Elle avait abandonné son manteau clair sur une chaise dans l’entrée, puis sans attendre s’était enfoncée dans la tiédeur de l’appartement, suivie par les effluves de son parfum, le laissant interdit sous la caresse odorante qui passait devant lui en cécité. Elle se tenait debout, appuyée à la haute fenêtre du living. Elle regardait dehors entre deux gouttes neigeuses, entre deux yeux. Son regard dans la diagonale de lumière du living. Il n’avait pas quitté sa parka, mains dans les poches – médusé, hors-circuit – tandis qu’elle prenait possession des lieux, mêlant sa fragrance aux odeurs anciennes.
Elle avait maintenant ôté ses souliers et s’était pelotonnée dans le vieux fauteuil du living, jambes repliées et mains croisées sur les genoux, se berçant en torpeur dans le silence ouaté. Lui, sur une chaise en face d’elle, enlisé de stupeur, cherchait un signe caché dans les émeraudes entre les cils, un indice dans l’énigme verte. Mais son regard à elle était toujours perdu aux confins d’un autre univers, et il restait bouche bée entre frayeur et émerveillement.

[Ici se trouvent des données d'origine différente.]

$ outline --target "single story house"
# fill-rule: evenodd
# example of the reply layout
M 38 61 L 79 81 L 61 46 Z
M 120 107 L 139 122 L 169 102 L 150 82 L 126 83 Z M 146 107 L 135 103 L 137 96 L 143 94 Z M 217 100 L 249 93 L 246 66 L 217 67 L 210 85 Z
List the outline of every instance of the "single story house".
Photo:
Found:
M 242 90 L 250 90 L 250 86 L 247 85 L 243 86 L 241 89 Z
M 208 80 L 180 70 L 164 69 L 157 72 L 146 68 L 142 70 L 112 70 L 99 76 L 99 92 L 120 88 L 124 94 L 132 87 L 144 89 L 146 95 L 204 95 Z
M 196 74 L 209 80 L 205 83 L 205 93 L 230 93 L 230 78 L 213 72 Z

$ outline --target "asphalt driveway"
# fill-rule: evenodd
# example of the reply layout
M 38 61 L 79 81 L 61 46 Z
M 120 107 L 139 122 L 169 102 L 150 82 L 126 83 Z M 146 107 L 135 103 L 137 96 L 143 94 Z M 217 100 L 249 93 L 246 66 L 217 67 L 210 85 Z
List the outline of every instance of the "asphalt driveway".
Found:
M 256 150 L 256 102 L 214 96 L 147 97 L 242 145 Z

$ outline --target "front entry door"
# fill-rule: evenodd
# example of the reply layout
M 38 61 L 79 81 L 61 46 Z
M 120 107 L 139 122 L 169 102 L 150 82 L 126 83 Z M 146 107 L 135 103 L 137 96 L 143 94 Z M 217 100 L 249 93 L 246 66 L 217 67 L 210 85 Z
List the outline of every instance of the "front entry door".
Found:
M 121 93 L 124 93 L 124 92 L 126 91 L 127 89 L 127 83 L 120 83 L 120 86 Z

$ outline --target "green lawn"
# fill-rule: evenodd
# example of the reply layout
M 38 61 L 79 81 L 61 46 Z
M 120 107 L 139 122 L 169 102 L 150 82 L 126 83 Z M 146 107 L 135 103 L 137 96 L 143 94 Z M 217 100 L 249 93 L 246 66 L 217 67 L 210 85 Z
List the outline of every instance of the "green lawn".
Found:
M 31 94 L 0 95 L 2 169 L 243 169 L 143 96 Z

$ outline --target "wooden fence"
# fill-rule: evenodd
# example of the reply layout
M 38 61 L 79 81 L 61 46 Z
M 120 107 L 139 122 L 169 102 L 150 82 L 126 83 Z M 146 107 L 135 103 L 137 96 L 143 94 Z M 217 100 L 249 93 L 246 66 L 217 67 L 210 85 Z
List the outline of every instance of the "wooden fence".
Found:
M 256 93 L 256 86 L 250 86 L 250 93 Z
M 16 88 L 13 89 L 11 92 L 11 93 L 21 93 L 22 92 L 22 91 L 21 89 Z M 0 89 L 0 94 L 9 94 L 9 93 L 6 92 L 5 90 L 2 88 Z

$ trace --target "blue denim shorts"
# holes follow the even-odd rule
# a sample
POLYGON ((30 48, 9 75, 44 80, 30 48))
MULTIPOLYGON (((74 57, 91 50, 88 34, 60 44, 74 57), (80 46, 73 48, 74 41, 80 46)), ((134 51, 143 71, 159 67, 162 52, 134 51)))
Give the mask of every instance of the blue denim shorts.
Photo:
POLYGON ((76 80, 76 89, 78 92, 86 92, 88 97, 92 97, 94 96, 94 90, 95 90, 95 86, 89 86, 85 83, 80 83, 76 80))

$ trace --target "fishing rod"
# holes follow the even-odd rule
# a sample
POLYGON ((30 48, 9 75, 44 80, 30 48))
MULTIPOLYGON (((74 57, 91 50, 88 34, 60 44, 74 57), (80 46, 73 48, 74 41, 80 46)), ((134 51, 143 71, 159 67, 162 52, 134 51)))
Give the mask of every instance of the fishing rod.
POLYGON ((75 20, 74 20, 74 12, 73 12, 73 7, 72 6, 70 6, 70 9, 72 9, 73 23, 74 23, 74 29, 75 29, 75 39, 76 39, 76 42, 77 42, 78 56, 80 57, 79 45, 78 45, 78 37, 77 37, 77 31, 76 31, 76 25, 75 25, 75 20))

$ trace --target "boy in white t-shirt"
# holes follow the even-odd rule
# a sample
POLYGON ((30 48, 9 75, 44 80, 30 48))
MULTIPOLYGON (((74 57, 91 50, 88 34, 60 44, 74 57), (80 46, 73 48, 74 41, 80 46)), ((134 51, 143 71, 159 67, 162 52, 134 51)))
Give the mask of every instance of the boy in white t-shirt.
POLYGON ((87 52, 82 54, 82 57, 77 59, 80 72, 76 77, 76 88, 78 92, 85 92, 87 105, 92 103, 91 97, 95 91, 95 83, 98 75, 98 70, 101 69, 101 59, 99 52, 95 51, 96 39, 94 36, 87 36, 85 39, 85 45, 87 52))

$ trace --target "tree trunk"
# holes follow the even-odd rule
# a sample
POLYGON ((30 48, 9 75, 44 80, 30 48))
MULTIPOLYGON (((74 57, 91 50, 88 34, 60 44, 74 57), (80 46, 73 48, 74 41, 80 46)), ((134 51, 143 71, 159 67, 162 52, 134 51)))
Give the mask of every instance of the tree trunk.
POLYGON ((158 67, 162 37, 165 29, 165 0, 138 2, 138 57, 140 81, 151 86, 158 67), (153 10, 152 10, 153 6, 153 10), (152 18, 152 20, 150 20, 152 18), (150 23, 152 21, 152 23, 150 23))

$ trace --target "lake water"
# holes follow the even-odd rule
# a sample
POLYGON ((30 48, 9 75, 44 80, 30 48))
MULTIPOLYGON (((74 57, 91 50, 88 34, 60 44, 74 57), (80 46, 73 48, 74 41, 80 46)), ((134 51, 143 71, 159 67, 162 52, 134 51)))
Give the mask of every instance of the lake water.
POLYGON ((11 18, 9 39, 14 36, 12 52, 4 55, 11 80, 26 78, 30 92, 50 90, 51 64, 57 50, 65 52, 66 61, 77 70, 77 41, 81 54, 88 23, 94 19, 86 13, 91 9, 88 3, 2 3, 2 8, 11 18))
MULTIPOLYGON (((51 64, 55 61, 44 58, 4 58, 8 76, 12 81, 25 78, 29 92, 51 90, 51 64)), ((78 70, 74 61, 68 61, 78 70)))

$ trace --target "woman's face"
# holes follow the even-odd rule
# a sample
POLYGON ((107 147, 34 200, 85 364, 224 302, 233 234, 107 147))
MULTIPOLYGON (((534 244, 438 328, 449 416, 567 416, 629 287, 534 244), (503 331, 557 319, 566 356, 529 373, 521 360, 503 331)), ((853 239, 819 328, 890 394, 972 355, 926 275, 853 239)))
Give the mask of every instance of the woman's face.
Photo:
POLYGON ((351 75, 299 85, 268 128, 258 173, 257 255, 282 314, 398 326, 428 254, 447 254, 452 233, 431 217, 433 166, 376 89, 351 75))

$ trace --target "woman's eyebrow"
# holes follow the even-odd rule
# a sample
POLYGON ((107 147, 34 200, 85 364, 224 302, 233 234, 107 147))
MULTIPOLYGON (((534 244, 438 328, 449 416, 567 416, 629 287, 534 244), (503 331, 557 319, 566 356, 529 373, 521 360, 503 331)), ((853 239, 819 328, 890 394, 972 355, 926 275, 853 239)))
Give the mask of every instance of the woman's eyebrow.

Elle s’était légèrement assoupie, pas de la somnolence, rien qu’une rêverie, une berceuse éveillée qu’elle murmurait en silence. Ses lèvres se déliaient par instants et sa gorge vibrait en harmonies muettes. C’était une chanson qu’il n’entendait pas, une mélodie sans voix. Au bout d’un moment elle se leva, glissant à nouveau d’un pas de chat vers la fenêtre, puis se détournant et repassant près de lui, le frôlant, allant vers le couloir puis revenant. Avec comme une sorte de connaissance et d’habitude des lieux, comme si elle avait vécu ici depuis toujours. Elle s’était agenouillée près de l’étagère, parcourant du doigt la rangée de CD. Elle prit un disque et l’introduisit dans la mini-chaîne et poussa le bouton. L’appareil s’alluma. Il n’y avait pas de son, ou plutôt il y avait un son qu’il n’entendait pas. Un son hors de portée. Une musique pour elle. Pour elle qui s’était mise à accompagner les mesures, pour elle qui suivait la symphonie en frous-frous aériens au milieu de la pièce. Etait-il en train de devenir fou ? Tout cela était impossible, tout cela n’était qu’un rêve. Ça n’existait pas, il fallait se raisonner. Il fallait qu’il sorte, qu’il chasse le rêve. Il fallait qu’il se mêle à la foule, aux bruits, aux odeurs et aux couleurs. S’enfuir. Se réveiller.